Two stories of a three-year-old's interpretation of reality.
Story One - A Hairy Moment at McDonald's
This past Saturday, we helped some friends load up a U-Haul truck as they set off for a new life in Alabama. Afterward, Susan and I decided we would take the kids to McDonald's to play. When we arrived, it was getting close to lunch time, and the play place was filling up. Emilie Grace is our three-year-old, and she has become quite fond of play places. She has also become capable of getting up and down to any point in the climbing apparatus. So, when we arrived, we didn't think twice about letting her go.
After about five minutes, Emilie began to cry and ran to us holding her head. When asked what was wrong, she said, "I bonk my head!" We held her and clarified her version of the story. Apparently, she tripped and hit her head on the end of the slide. After the crying finished, I asked if she wanted to get down. With tears still on her cheeks and a smile on her face, she said, "Yeah!" So, I let her go.
Emilie began to run and play again, and that's when she met Joshua. She ran past the little boy, who was probably between 18 months and 2 years old. Emilie's running was quickly halted, and she was jerked backwards because Joshua had grabbed onto her hair with both hands. Susan darted over and scooped up our little girl. Joshua's dad was there in a flash, trying to explain that "you can't do that." Another moment of parental comfort led to Emilie smiling through tears and affirming that she was prepared to get down. This time, she would stay with Caleb.
Another five minutes pass, and then we hear more screaming. It's Emilie...again! Looking toward the plastic wonderland, we see Joshua's dad banging on a piece of clear plastic yelling, "Joshua...stop! Joshua...stop!" I jump into action and got up in the thing myself, squirming and excusing myself past elementary and preschool children. I finally got to where the conflict occurred, and I got Emilie out of there. As I did, I noticed a clump of blond hair among the children. I grabbed it, so I could show Susan how serious this was.

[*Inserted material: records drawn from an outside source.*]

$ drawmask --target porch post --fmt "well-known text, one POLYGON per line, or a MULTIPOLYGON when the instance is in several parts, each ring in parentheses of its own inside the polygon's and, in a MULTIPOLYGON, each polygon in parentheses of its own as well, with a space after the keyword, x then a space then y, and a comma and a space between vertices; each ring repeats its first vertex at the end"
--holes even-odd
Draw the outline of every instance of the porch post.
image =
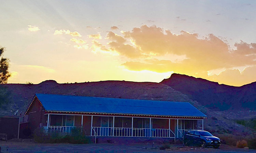
POLYGON ((91 116, 91 136, 92 136, 91 135, 93 132, 93 116, 91 116))
POLYGON ((202 123, 203 123, 202 125, 202 126, 203 127, 203 119, 202 120, 202 123))
POLYGON ((73 126, 75 126, 75 116, 74 116, 74 122, 73 123, 73 126))
POLYGON ((112 136, 114 136, 114 127, 115 127, 115 117, 113 116, 113 135, 112 136))
POLYGON ((179 119, 177 119, 177 137, 179 137, 179 119))
POLYGON ((151 137, 151 118, 150 118, 150 137, 151 137))
POLYGON ((84 117, 84 116, 82 115, 82 119, 81 120, 82 120, 82 121, 81 121, 81 126, 82 127, 83 127, 83 117, 84 117))
POLYGON ((49 116, 50 117, 50 119, 49 119, 49 126, 51 126, 51 115, 49 115, 49 116))
POLYGON ((171 129, 170 128, 170 119, 169 119, 169 137, 170 137, 170 135, 171 134, 171 133, 171 133, 170 131, 170 130, 171 130, 171 129))
POLYGON ((48 114, 48 117, 47 118, 47 129, 48 129, 48 128, 49 127, 49 116, 50 114, 48 114))
POLYGON ((131 136, 133 135, 133 117, 131 117, 131 136))

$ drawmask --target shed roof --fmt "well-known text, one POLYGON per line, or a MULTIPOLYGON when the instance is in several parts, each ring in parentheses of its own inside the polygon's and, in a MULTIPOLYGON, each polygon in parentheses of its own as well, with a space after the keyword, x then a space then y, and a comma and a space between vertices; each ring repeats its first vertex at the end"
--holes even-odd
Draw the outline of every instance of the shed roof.
POLYGON ((36 94, 45 110, 206 117, 189 102, 36 94))

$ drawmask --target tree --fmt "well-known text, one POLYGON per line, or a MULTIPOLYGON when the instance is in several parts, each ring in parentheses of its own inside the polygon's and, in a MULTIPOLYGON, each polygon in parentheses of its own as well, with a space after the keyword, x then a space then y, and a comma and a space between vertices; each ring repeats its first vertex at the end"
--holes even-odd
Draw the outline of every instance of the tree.
POLYGON ((3 57, 5 48, 0 46, 0 84, 6 83, 8 79, 11 76, 8 71, 10 60, 9 58, 3 57))
MULTIPOLYGON (((3 53, 5 48, 0 46, 0 84, 6 83, 8 79, 11 76, 11 74, 8 71, 10 60, 9 58, 3 57, 3 53)), ((10 93, 7 88, 3 86, 0 86, 0 107, 3 107, 3 104, 6 103, 10 100, 10 93)))

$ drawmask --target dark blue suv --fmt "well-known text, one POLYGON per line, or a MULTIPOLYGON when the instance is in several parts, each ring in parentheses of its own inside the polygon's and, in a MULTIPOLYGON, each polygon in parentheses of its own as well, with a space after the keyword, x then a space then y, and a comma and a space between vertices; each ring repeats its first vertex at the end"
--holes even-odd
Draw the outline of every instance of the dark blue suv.
POLYGON ((184 144, 186 146, 196 145, 203 147, 211 146, 217 149, 221 145, 221 139, 207 131, 190 131, 184 136, 184 144))

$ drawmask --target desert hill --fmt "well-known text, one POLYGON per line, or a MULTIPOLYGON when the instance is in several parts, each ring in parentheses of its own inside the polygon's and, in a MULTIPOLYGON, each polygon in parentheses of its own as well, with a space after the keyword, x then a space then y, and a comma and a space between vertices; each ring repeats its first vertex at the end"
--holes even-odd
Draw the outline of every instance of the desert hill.
POLYGON ((174 73, 160 83, 187 95, 190 99, 212 110, 256 111, 256 82, 234 87, 174 73))
MULTIPOLYGON (((179 74, 174 75, 177 75, 179 74)), ((183 76, 183 75, 181 75, 183 76)), ((164 80, 160 83, 110 81, 59 84, 54 80, 47 80, 38 84, 1 84, 0 86, 6 88, 10 93, 11 98, 10 99, 9 103, 4 106, 4 109, 0 108, 0 115, 13 115, 17 112, 16 113, 17 115, 20 114, 23 117, 24 113, 35 93, 63 94, 117 98, 188 102, 208 116, 205 121, 206 129, 216 131, 221 131, 222 132, 229 132, 234 129, 241 131, 243 129, 243 126, 236 124, 225 117, 227 114, 225 112, 214 112, 209 109, 212 107, 211 107, 210 103, 212 101, 208 101, 207 103, 205 103, 201 102, 201 101, 194 98, 194 97, 189 94, 193 93, 193 91, 189 90, 188 91, 186 91, 185 90, 181 90, 181 89, 183 87, 190 90, 189 88, 191 88, 191 85, 189 85, 190 84, 187 83, 188 85, 187 85, 185 82, 190 81, 190 80, 184 79, 183 81, 176 79, 176 80, 172 80, 173 78, 173 75, 172 75, 170 78, 164 80), (177 81, 177 83, 174 83, 174 81, 177 81), (175 84, 180 85, 180 87, 177 85, 174 85, 175 84), (186 85, 190 86, 186 86, 186 85), (209 107, 209 105, 211 107, 209 107), (209 107, 207 108, 206 106, 209 107)), ((178 77, 176 77, 176 78, 177 78, 178 77)), ((192 79, 198 79, 193 78, 192 79)), ((207 81, 205 80, 203 81, 207 81)), ((201 84, 204 85, 208 83, 207 82, 205 83, 204 82, 201 84)), ((193 83, 196 85, 196 83, 197 81, 193 83)), ((214 83, 209 83, 215 84, 214 83)), ((192 83, 190 84, 192 84, 192 83)), ((207 89, 207 86, 205 87, 203 85, 201 86, 204 88, 203 90, 207 89)), ((195 97, 196 98, 199 97, 199 92, 200 91, 199 87, 197 89, 198 91, 197 92, 195 92, 197 94, 197 97, 195 97)), ((204 96, 205 97, 207 96, 204 95, 204 96)), ((211 95, 209 95, 209 97, 211 97, 211 95)), ((200 100, 201 99, 198 99, 200 100)), ((214 109, 216 108, 214 107, 214 109)), ((24 119, 24 121, 26 122, 26 118, 24 119)))

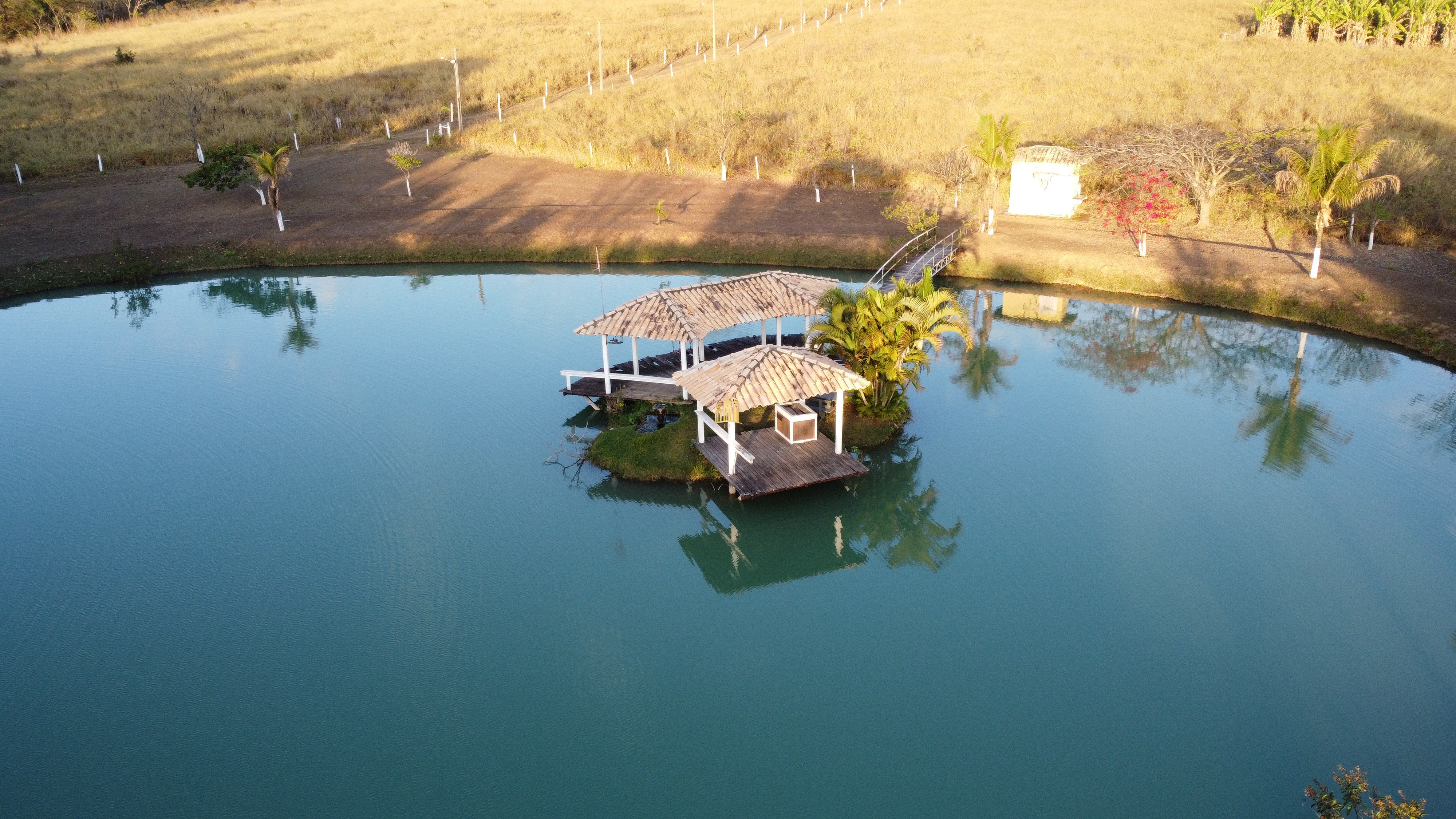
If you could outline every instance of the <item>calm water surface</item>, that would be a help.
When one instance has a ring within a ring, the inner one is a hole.
[[[741,503],[545,463],[577,324],[744,272],[625,271],[0,310],[0,816],[1456,813],[1447,371],[965,291],[869,476]]]

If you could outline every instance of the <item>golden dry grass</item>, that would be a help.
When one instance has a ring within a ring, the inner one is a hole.
[[[1025,137],[1075,141],[1095,127],[1208,121],[1251,128],[1372,122],[1398,140],[1386,170],[1406,180],[1399,208],[1427,230],[1456,234],[1456,49],[1354,48],[1224,38],[1245,22],[1239,0],[878,0],[850,4],[815,29],[779,32],[798,4],[719,0],[718,61],[693,57],[709,39],[708,6],[646,0],[259,0],[162,15],[36,44],[12,44],[0,64],[0,160],[39,173],[185,160],[188,124],[166,102],[207,89],[204,144],[381,135],[441,118],[448,65],[462,51],[469,113],[495,95],[524,100],[504,124],[475,124],[476,150],[552,156],[603,167],[716,173],[721,112],[734,113],[729,173],[830,183],[900,183],[962,141],[980,113],[1009,113]],[[814,3],[805,10],[823,12]],[[601,20],[606,93],[587,96]],[[645,22],[644,22],[645,20]],[[39,45],[44,57],[35,57]],[[118,65],[116,45],[137,63]],[[662,49],[676,77],[662,73]],[[642,65],[628,84],[626,61]],[[550,105],[539,106],[543,83]],[[566,92],[571,93],[561,93]],[[332,116],[345,132],[332,131]],[[518,135],[518,145],[511,135]],[[591,143],[594,159],[588,157]],[[1245,199],[1230,215],[1261,204]],[[1216,218],[1220,214],[1216,212]]]

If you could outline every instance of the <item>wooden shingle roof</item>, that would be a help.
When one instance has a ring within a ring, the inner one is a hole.
[[[738,409],[801,401],[836,390],[863,390],[869,381],[843,364],[804,348],[759,345],[673,374],[673,381],[705,407],[734,401]]]
[[[839,282],[826,276],[767,271],[703,284],[654,289],[577,327],[582,336],[636,336],[676,342],[713,330],[779,319],[818,316],[818,301]]]

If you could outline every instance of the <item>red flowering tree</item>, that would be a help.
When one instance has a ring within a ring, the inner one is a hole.
[[[1102,217],[1102,227],[1121,233],[1137,244],[1137,255],[1147,256],[1147,231],[1178,211],[1184,189],[1162,170],[1128,173],[1111,193],[1093,198],[1092,207]]]

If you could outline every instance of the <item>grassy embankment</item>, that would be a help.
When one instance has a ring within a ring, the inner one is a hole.
[[[496,93],[523,102],[505,124],[472,125],[460,144],[478,150],[668,172],[668,148],[673,173],[705,175],[725,153],[735,175],[759,157],[785,182],[844,185],[853,164],[860,186],[891,186],[983,112],[1044,141],[1133,124],[1370,121],[1398,140],[1385,170],[1406,180],[1386,236],[1456,236],[1456,49],[1224,39],[1248,22],[1239,0],[893,0],[863,17],[850,3],[843,23],[833,12],[802,33],[778,29],[798,4],[719,6],[706,67],[693,52],[709,41],[708,9],[655,0],[258,0],[17,42],[0,64],[0,160],[35,175],[86,172],[98,151],[112,167],[183,161],[192,103],[204,144],[282,143],[293,129],[306,144],[379,137],[386,116],[403,131],[441,119],[454,93],[438,55],[463,47],[467,112],[494,113]],[[587,96],[598,20],[609,87]],[[722,42],[750,44],[754,26],[769,48],[760,39],[738,57]],[[116,45],[137,61],[116,64]],[[1229,195],[1214,223],[1262,228],[1268,215],[1275,231],[1297,230],[1264,189]]]
[[[651,409],[642,401],[628,401],[620,412],[612,413],[610,428],[601,431],[587,450],[587,460],[617,477],[630,480],[716,480],[722,474],[708,463],[693,442],[697,439],[697,425],[690,412],[674,423],[639,435],[636,425]],[[820,435],[834,435],[833,416],[828,425],[820,425]],[[741,416],[738,429],[763,429],[773,423],[772,407],[754,407]],[[900,425],[844,416],[844,448],[850,451],[869,450],[888,442],[901,429]]]
[[[1159,269],[1146,265],[1069,266],[1040,260],[1034,256],[1018,262],[997,260],[992,263],[977,263],[973,257],[962,256],[946,273],[1000,282],[1085,287],[1105,292],[1171,298],[1190,304],[1242,310],[1257,316],[1303,321],[1386,340],[1456,368],[1456,336],[1452,335],[1449,323],[1437,326],[1414,319],[1392,320],[1388,314],[1376,314],[1360,301],[1300,297],[1283,292],[1277,287],[1261,287],[1251,282],[1182,279],[1163,275]]]

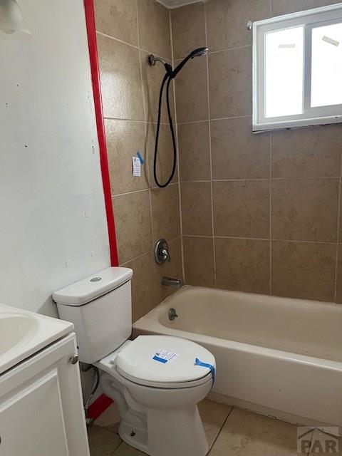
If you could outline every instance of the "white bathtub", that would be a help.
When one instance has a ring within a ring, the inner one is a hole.
[[[134,324],[133,337],[150,333],[214,355],[213,398],[302,425],[342,425],[342,306],[185,286]]]

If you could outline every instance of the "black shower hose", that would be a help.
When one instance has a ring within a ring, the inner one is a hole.
[[[176,147],[176,138],[175,137],[175,130],[173,129],[173,122],[172,122],[172,115],[171,113],[171,109],[170,108],[170,84],[172,78],[167,73],[164,76],[164,79],[162,80],[162,85],[160,86],[160,93],[159,94],[159,106],[158,106],[158,121],[157,124],[157,133],[155,135],[155,157],[153,160],[153,175],[155,177],[155,181],[157,185],[160,188],[165,188],[167,187],[170,182],[172,180],[173,176],[175,175],[175,172],[176,170],[176,165],[177,165],[177,147]],[[160,118],[162,115],[162,93],[164,91],[164,86],[165,83],[167,81],[166,85],[166,105],[167,106],[167,115],[169,117],[169,124],[170,124],[170,130],[171,131],[171,136],[172,138],[172,145],[173,145],[173,165],[172,165],[172,170],[171,172],[171,175],[170,177],[167,179],[166,182],[164,184],[161,184],[157,176],[157,159],[158,155],[158,141],[159,141],[159,131],[160,129]]]

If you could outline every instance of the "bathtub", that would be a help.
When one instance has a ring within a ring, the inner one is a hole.
[[[301,425],[342,426],[341,305],[184,286],[133,325],[133,337],[140,334],[209,350],[214,400]]]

Well, as Joshua's dad was taking him to the play place bathroom for corporal punishment, we held Emilie once again. This time, she couldn't seem to calm down. She kept trying to say something. We listened carefully and thought we heard, "I want my hair beret." Ahh...it wasn't in her hair, so we had Caleb go after it. He came back, and we asked for confirmation that the hair beret was what she wanted. She said, "I not want my hair beret." Then, she went back into repeatedly saying what she did want.
Finally, after several wrong phrases, I asked, "Emilie, are you saying you want your hair back?" She looked at me and said, "Yeah...I want my hair back." Susan picked up the clump of hair and asked if that's what she wanted. "Yeah...I want my hair back." So, Susan put the hand with the hair on the back of her head, dropped the clump, and stroked her hair. She asked, "Is that better?" There it was...the tears on the cheeks...the smile on her face. "Yeah, dat's better." And off she went to play again...once we were assured that Joshua was going to stay in Mom's lap for the rest of their meal.
Three-year-old reality: "Mom can do anything...even put hair back once Joshua, a hair terrorist, pulls it out."
Story Two - Scolding Turned to Suppressed Laughter
Yesterday, we traveled to Murfreesboro, TN (about 45 minutes away), to have Christmas with my mom's side of the family. Our two boys love playing with their cousins, Mia and Bella. From the moment we get there until the moment we leave, all four of them are usually found together.
In the midst of the gifts that were given, Caleb got episodes 4, 5, and 6 of Star Wars...you know, the old ones that aren't as intense as episodes 1, 2, and 3. Austin got some Thomas the Train toys, and he was crazy about them. Emilie Grace got a little Dora the Explorer radio with headphones...she wore them around her belly for much of the day.
Well, Mia is a little tomboy, and she got a race car track as one of her gifts yesterday. Our Emilie, having been taught well by her older brothers, immediately took to it and began playing with the cars. Every time Mia would come close to her track...to touch it or to watch Emilie...our little angel would give a great big "NO!" After a warning from mom, Emilie continued in her three-year-old ways. "NO!" Here Mia comes again... "NO!"
Susan had enough. She walked over to scold Emilie with great intensity. She had the look of a stern mother, finger prepared to point, and voice prepared to scold. She began explaining to Emilie that this was not her toy. "It's Mia's toy. If Mia wants to play with it, then she can. You cannot be selfish. You need to say 'sorry' to Mia."
Emilie had looked at Susan during this scolding. She had that look like she might actually be listening. Her mouth opens to respond. Could it be? Will this be the breakthrough we had hoped for? Emilie began to speak, and the scolding quickly turned to suppressed laughter. Our three-year-old's response to mom's correction was this: "Ohhhhh...is dat her name?"
Three-year-old reality: "All scolding seems to sound the same, but at least I learned my cousin's name this time. After all, we were never formally introduced."
I hope these stories made you laugh. Susan and I laughed out loud at both of them. Merry Christmas.